4. The method for training a program classification model according to claim 1, wherein the first preset category information corresponding to the first sample program is obtained by:

Acquiring the second sample program name and the second multi-modal data;

inputting the name of the second sample program into the second program classification model, and identifying the category of the second sample program to obtain the second preset category information corresponding to the second sample program;

based on the second multi-mode data and the second preset category information, category identification training is carried out on the first to-be-trained classification model, and the first program classification model is obtained;

and inputting the first multi-mode data into the first program classification model, and identifying the category of the first sample program to obtain the first preset category information.

5. The method of claim 4, wherein the second multimodal data includes the second sample program name, a second sample program image, and a second sample recognition text corresponding to the second sample program image;

the performing category identification training on the first to-be-trained classification model based on the second multi-modal data and the second preset category information, and obtaining the first program classification model includes:

acquiring first preset weight information corresponding to the second sample program name, second preset weight information corresponding to the second sample identification text and third preset weight information corresponding to the second sample program image;

Performing weighted fusion processing on the second sample program name, the second sample identification text and the second sample program image based on the first preset weight information, the second preset weight information and the third preset weight information to obtain a second program fusion feature;

inputting the fusion characteristics of the second program into the first classification model to be trained for category identification, and obtaining second prediction category information corresponding to the second sample program;

and training the first classification model to be trained according to the second prediction category information and the second preset category information to obtain the first program classification model.

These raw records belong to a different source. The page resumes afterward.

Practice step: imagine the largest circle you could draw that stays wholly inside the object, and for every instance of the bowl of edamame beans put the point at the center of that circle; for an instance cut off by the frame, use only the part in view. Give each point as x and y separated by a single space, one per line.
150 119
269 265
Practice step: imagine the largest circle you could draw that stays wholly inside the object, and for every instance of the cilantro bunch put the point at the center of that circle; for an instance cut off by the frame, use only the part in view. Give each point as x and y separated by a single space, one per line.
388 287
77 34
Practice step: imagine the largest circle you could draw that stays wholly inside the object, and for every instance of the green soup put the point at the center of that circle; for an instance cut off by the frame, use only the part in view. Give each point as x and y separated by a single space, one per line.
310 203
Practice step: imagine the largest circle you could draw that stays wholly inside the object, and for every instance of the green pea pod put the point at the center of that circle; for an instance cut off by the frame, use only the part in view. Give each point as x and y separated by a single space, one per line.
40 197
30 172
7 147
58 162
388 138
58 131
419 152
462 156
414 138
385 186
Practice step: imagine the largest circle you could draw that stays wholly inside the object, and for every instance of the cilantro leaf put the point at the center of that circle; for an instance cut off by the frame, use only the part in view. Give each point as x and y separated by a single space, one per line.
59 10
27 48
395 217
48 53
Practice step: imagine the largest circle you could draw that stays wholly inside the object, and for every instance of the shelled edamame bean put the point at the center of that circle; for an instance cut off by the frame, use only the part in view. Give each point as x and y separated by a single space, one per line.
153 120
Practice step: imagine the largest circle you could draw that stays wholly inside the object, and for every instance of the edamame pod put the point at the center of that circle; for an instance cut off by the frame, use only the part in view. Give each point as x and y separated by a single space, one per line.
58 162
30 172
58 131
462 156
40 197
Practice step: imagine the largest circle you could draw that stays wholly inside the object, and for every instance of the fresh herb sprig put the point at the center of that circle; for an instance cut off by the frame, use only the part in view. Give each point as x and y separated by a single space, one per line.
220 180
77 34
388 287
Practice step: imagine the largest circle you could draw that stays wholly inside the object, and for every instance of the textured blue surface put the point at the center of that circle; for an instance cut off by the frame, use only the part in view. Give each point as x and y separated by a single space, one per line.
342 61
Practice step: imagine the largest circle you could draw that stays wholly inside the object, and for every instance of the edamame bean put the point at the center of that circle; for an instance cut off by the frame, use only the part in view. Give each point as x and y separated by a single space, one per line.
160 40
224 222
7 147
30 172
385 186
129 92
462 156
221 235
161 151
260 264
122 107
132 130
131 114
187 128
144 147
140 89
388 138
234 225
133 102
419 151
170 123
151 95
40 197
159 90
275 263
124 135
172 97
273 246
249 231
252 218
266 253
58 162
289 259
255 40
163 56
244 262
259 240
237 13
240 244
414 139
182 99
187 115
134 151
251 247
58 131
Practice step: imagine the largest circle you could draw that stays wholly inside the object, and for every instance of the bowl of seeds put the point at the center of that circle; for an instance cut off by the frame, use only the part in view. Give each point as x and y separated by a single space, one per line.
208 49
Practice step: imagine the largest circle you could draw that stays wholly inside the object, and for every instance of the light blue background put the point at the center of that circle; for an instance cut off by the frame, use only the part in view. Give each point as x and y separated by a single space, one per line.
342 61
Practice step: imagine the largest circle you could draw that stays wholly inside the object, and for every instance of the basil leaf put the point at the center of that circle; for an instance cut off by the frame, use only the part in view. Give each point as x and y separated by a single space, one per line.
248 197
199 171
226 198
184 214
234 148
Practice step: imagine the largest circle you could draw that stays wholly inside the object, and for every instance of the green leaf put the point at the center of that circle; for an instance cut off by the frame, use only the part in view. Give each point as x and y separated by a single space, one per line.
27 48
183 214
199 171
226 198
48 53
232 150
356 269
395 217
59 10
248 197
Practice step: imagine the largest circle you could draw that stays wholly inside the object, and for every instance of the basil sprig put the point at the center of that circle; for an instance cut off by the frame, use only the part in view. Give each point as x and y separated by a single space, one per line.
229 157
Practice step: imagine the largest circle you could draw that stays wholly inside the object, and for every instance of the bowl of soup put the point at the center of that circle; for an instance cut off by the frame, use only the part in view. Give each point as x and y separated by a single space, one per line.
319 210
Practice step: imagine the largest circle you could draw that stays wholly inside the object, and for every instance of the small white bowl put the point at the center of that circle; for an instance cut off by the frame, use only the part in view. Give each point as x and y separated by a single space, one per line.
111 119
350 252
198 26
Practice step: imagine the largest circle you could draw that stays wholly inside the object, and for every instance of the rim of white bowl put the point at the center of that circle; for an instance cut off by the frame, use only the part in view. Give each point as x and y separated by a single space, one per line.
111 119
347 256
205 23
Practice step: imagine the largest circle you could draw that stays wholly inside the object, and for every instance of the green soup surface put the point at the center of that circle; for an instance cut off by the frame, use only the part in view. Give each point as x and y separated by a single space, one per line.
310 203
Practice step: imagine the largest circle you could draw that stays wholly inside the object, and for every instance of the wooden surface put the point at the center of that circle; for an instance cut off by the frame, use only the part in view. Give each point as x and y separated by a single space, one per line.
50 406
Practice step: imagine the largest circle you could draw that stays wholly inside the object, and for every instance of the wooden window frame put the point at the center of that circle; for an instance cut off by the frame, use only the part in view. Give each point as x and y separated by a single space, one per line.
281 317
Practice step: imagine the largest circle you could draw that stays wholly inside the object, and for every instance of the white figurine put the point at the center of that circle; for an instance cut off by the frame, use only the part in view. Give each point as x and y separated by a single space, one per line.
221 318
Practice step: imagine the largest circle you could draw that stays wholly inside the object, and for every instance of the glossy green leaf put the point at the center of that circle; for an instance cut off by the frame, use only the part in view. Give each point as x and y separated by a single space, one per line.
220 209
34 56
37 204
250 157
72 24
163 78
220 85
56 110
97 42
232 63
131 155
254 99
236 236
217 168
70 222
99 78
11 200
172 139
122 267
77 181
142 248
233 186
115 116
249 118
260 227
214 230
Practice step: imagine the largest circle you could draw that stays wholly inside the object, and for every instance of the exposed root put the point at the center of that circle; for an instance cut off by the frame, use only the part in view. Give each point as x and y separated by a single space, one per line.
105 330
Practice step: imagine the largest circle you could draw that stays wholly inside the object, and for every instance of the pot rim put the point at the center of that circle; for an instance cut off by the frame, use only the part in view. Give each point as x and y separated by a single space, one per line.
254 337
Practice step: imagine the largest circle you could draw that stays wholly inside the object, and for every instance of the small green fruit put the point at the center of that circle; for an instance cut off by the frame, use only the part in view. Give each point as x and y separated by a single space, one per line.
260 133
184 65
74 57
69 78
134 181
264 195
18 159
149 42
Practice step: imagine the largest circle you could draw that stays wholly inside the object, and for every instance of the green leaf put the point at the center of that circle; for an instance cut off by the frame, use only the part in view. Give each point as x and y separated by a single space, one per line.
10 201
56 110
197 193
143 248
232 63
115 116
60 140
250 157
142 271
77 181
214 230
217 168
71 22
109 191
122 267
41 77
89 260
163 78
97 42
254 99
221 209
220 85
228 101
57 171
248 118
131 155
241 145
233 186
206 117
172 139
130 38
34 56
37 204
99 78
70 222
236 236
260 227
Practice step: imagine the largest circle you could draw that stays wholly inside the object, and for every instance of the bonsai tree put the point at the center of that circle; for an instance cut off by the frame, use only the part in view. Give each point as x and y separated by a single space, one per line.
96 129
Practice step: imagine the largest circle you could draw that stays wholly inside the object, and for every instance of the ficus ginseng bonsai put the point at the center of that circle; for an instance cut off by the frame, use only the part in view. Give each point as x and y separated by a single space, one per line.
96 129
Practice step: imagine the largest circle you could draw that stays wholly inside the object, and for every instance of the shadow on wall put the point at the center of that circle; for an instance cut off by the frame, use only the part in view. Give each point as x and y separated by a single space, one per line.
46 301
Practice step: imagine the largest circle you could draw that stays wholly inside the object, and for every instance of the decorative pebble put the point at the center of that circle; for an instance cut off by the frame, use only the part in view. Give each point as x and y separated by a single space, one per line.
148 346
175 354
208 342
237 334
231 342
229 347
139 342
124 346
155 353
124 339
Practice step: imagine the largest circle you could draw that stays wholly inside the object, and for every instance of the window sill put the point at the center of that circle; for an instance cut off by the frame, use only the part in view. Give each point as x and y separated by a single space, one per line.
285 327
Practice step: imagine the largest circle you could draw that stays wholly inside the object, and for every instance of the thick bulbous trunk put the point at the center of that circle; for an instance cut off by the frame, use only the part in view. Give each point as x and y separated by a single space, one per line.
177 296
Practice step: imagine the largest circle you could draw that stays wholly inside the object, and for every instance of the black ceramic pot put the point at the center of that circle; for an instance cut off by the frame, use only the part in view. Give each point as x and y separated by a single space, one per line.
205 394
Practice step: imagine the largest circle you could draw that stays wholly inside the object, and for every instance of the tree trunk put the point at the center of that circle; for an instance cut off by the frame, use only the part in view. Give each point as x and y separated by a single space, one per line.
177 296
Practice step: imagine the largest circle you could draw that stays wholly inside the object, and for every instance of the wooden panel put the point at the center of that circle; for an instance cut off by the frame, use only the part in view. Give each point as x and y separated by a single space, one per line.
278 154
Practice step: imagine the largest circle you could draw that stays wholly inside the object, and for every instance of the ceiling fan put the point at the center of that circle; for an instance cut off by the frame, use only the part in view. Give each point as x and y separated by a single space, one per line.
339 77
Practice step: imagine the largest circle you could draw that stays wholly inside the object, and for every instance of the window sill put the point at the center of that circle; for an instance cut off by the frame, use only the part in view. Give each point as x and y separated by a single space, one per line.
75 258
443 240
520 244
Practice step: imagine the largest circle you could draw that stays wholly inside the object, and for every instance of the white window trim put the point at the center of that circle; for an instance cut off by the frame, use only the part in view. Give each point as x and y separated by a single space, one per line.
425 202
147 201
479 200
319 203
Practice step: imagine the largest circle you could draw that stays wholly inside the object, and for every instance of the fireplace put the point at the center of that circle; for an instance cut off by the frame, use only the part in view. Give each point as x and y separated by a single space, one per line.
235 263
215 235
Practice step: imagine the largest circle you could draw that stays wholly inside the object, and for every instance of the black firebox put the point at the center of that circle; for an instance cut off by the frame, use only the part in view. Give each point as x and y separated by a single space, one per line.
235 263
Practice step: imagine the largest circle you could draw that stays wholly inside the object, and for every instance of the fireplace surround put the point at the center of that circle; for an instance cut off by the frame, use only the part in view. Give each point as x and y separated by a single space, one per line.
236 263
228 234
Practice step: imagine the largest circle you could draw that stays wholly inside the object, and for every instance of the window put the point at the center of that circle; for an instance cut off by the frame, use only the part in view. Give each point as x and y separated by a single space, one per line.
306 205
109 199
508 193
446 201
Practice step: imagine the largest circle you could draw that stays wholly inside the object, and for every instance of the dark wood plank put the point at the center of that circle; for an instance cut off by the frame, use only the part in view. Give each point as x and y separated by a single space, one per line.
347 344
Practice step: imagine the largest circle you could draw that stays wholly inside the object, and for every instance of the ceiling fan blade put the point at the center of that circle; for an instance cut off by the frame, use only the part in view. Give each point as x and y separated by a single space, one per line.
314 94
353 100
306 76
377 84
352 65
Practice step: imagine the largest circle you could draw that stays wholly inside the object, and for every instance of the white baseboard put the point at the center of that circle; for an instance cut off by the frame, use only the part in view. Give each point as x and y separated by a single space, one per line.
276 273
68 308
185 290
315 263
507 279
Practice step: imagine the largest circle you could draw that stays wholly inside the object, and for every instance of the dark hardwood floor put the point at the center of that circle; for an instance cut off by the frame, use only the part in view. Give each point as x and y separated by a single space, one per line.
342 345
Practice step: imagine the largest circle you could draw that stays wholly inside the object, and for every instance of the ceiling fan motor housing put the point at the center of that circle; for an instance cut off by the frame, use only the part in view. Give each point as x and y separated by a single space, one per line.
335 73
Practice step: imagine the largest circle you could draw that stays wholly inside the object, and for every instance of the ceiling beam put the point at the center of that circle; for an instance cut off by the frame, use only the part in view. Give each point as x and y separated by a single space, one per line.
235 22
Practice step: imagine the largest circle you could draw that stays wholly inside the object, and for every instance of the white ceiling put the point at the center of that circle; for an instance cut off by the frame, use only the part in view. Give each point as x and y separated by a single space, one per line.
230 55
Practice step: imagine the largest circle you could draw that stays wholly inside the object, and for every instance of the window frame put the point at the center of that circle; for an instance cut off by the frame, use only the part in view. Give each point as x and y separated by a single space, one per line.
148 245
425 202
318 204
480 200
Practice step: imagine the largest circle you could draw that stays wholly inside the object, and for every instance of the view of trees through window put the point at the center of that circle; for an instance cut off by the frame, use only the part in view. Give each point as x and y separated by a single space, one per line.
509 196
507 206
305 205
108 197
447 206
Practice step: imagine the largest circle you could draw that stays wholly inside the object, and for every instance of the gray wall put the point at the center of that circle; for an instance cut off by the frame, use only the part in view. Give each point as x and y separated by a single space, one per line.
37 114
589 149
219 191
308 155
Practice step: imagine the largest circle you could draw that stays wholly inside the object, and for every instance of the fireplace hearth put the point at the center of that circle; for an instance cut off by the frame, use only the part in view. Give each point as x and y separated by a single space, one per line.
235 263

6. A method of program category identification, the method comprising:

acquiring target multi-mode data corresponding to a target program;

inputting the target multi-mode data into a target program classification model, and identifying the category of the target program to obtain target category information corresponding to the target program, wherein the target program classification model is obtained based on the training method of the program classification model according to any one of claims 1 to 5.

7. A training device for a program classification model, the device comprising:

8. A program category identifying device, the device comprising:

the category information determining module is configured to input the target multi-modal data into a target program classification model, identify the category of the target program, and obtain target category information corresponding to the target program, where the target program classification model is obtained based on the training method of the program classification model according to any one of claims 1 to 5.

9. An electronic device, comprising:

a processor;

a memory for storing the processor-executable instructions;

wherein the processor is configured to execute the instructions to implement the training method of the program classification model of any one of claims 1 to 5 or the program category identification method of claim 6.

10. A computer readable storage medium, characterized in that instructions in the storage medium, when executed by a processor of an electronic device, enable the electronic device to perform the training method of the program classification model of any one of claims 1 to 5 or the program category identification method of claim 6.